The digital medical dictionary of the National Academy of Medicine is accessible to everyone on the Internet. It contains around 60,000 definitions. An editorial board meets twice a month to standardize and approve changes to entries. The dictionary is visited at least 65,000 times each month by people from over 120 countries.
Digital Medical Dictionary
For more than two centuries, the National Academy of Medicine (ANM) has been involved in medical lexicography. The medium was paper. The last major work of this type was carried out from 1997 to 2008 under the impetus given in 1990 by Alain Larcan and Jean-Claude Sournia and then continued by Jacques Polonovski: 14 volumes dealing with medicine by discipline were published by the CILF thanks to its Secretary-General, Hubert Joly, and under the responsibility of an editor. This is the work that served as the basis for the current digital dictionary after extensive changes.

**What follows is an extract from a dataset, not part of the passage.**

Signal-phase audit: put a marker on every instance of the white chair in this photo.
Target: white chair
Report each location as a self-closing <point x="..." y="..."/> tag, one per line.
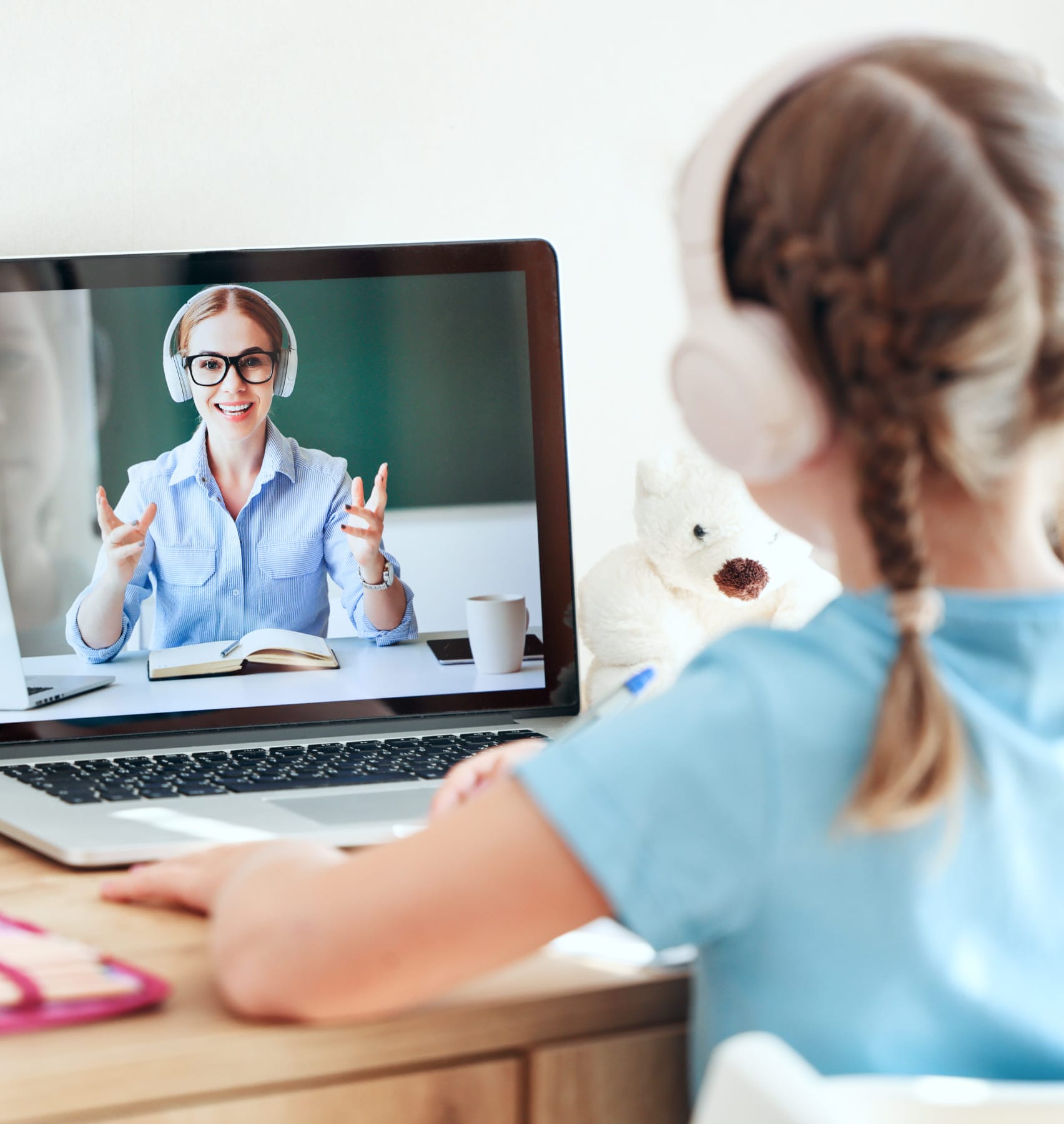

What Are The Objectives of Such A Dictionary?
Speaking the same language, understanding each other in order to communicate, such is the interest of a constantly renewed dictionary which aims to follow the evolution and continuous progress of medical science. Words and phrases are the support of a concept. Without limit of volume, a digital dictionary, even if it is not an encyclopedia, can afford to combine a short definition and a longer commentary. It is not intended for those in the know but for a large readership of health professionals who have been driven away by hyperspecialization from whole areas of biology and medicine.

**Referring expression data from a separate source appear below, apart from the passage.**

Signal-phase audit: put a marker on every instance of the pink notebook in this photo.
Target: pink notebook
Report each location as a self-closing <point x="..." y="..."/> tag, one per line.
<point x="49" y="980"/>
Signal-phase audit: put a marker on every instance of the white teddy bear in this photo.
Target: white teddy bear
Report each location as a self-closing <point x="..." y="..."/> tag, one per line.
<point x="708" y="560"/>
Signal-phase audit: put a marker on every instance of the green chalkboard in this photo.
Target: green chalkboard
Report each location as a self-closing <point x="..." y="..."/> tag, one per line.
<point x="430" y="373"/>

The physician must also communicate with his patients. The patient’s confidence in his doctor is at this price. This is the difficulty of the passage from scientific language to vernacular language without the discourse losing its semantic precision. Thanks to its easy access to the Internet, the dictionary is consulted by the general public more and more confronted with a mass of knowledge that it is difficult for them to control.

It is a rich language, not too worn out by geographically diverse employment in an atmosphere of globalization. It remains a reference language, but a living language which must know, in particular in the scientific field, how to adopt new terms forged by the need to integrate all the new concepts created by the evolution of medical knowledge. The dictionary must be the vector of medical thought and its language.